Дивайн был убежден, что, если он отправится к Резнику не с фантами, а со своими домыслами, догадками, инспектор сразу же его обрежет. Резник, однако, прислушивался к мнению Линн Келлог, даже Пателя. Дивайн же… для Резника и даже для Миллингтона был просто клубком мускулов с проблемой взаимоотношений с другими людьми и ничем больше. «Исправься или уходи» – это подразумевалось не один раз, говорили Марку это и прямо в лицо, когда его подследственных находили в крови. «Он распсиховался и сам поранил себя». Просить Резника поверить этому – все равно что убедить архиепископа Кентерберийского, будто мать Тереза совершила кражу.
– Успокойся, Марк, – остановил его недавно Миллингтон, несомненно, передавая мнение сверху, – нам известно все про твоего Реймонда. В ту минуту, когда что-либо еще укажет в его направлении, он будет у нас с такой скоростью, что решит, будто у него выросли крылья.
Вот почему Дивайн вернулся в участок, чтобы включиться в борьбу, которую вели его коллеги, борьбу, призванную улучшить показатель раскрываемости преступлений. Несмотря на радостный настрой министерства внутренних дел, которое постоянно заявляет всему миру, что число нераскрытых преступлений незначительно, их показатель колеблется около отметки в тридцать процентов. Вот к чему вернулся Дивайн – чтобы тратить большую часть своего времени на никому не нужные бумажки. Нем бы ни был человек, придумавший эту систему, он, несомненно, был канцелярской крысой. Его фантазия не шла дальше длиннющей формы, которую надо заполнять в трех экземплярах. А что за блестящая идея – записывать допросы на пленку, вместо того чтобы какой-нибудь чмур с хорошим почерком и простым блокнотом записывал каждое слово – и все! Достижение техники! Великолепно! Экономит время допроса, сохраняет его последовательность – конечно, все это так. Помогает избежать обвинений какого-нибудь лживого ублюдка в том, что следствие подстроено. Но никто, кажется, не счел необходимым подумать о том количестве времени, которое требуется для расшифровки всех этих записей, каждого покашливания, каждого, черт подери, слова! Хотя и прошел слух, что объявят дополнительный набор гражданских служащих на расшифровку, Дивайн знал, что слухи редко сбываются.
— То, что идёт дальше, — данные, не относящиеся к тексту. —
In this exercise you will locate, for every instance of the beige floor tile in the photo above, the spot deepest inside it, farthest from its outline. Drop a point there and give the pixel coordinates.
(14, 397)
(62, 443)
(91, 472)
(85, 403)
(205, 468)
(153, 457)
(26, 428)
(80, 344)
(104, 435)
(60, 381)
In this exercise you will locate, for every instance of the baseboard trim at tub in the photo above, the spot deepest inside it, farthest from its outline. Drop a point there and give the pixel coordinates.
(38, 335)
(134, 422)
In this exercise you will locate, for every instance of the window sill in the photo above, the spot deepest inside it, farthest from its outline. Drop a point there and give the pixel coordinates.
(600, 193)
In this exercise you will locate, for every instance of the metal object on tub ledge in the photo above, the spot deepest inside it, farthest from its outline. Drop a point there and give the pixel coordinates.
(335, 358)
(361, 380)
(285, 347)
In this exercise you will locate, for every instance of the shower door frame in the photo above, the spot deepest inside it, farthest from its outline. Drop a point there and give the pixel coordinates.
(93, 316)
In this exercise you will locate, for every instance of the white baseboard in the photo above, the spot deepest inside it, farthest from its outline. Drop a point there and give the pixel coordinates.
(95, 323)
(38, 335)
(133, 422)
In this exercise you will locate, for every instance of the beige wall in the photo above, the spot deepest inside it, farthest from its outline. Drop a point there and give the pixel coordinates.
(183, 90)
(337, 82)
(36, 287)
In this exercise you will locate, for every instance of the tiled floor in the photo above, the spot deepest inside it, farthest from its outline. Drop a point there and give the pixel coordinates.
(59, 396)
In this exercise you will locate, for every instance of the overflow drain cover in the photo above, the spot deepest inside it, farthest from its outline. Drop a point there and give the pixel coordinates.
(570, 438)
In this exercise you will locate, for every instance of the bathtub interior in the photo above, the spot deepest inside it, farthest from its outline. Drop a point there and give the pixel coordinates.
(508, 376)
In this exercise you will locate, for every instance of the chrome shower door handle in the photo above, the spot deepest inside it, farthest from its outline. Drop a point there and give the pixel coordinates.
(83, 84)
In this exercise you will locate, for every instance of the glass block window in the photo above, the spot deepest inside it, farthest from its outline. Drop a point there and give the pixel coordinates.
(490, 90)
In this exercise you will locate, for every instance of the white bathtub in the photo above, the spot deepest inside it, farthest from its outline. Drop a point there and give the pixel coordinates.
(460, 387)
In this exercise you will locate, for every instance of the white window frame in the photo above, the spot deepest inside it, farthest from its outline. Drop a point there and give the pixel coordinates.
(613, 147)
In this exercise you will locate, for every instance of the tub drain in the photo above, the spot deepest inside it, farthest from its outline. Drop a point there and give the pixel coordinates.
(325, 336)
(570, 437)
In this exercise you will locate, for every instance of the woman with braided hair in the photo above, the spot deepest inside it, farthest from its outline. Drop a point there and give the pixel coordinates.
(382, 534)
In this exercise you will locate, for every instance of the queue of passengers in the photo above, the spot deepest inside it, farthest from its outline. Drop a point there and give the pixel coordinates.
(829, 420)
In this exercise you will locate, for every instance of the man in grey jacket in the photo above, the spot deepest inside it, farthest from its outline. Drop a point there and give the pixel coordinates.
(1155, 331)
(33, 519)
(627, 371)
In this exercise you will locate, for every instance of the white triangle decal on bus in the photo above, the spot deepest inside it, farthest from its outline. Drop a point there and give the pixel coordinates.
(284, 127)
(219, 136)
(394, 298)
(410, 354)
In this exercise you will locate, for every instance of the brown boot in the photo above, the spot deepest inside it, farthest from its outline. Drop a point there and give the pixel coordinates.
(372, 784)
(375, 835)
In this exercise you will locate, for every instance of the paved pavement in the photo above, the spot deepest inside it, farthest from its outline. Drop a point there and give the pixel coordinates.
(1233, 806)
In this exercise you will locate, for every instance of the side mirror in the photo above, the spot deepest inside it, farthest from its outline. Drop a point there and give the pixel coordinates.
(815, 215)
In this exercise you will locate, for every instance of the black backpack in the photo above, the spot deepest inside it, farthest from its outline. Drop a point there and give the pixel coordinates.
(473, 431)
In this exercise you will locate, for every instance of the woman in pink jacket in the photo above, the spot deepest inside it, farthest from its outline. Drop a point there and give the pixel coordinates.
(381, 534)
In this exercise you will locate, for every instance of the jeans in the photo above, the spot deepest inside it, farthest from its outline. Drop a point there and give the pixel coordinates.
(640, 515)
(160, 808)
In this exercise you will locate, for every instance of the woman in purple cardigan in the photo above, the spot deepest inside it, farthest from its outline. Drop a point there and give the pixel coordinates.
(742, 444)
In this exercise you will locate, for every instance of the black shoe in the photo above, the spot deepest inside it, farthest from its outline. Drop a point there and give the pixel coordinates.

В то утро в отделе Патель отгородился от всех, надев наушники, Линн Келлог писала кратное изложение какого-то допроса для суда, в суде же околачивался Нейлор, даже не зная, вызовут его или нет, чтобы дать показания против типа, ворующего автомобильные детали. Сержант прилип к зеркалу в мужском туалете и подравнивал свои усы. Резник за своим столом сражался с огромным бутербродом с ветчиной. Так кто же был занят делом?
«Если бы мне пришлось начинать сначала, – мечтал Дивайн, – не задумываясь, стал бы профессиональным игроком в регби или нейрохирургом».
Резник расправился со своим бутербродом и стал снова просматривать окончательное заключение медицинской экспертизы. То, что удалось вынести со старого железнодорожного склада, было в таком состоянии, что требовались дни, а не часы, чтобы разобраться, отделить все, вступившее в контакт с телом Глории. Большая часть того, что скрупулезно соскабливали с пластиковых пакетов, было заражено плесенью и вряд ли могло оказаться полезным. Однако в лаборатории удалось извлечь из-под ногтей девочки несколько крошечных нитей вязаного материала, красных и зеленых. От ковра или половика? Хотя обсуждения и не было, мнения склонялись больше ко второму.
Как же это происходило? Заворачивал ли убийца тело в половик, прежде чем перевезти его в другое место? Было ли это до того, как он засунул тело в пластиковые пакеты? Если да, то каким образом он перевозил труп? На заднем сиденье автомобиля или в багажнике?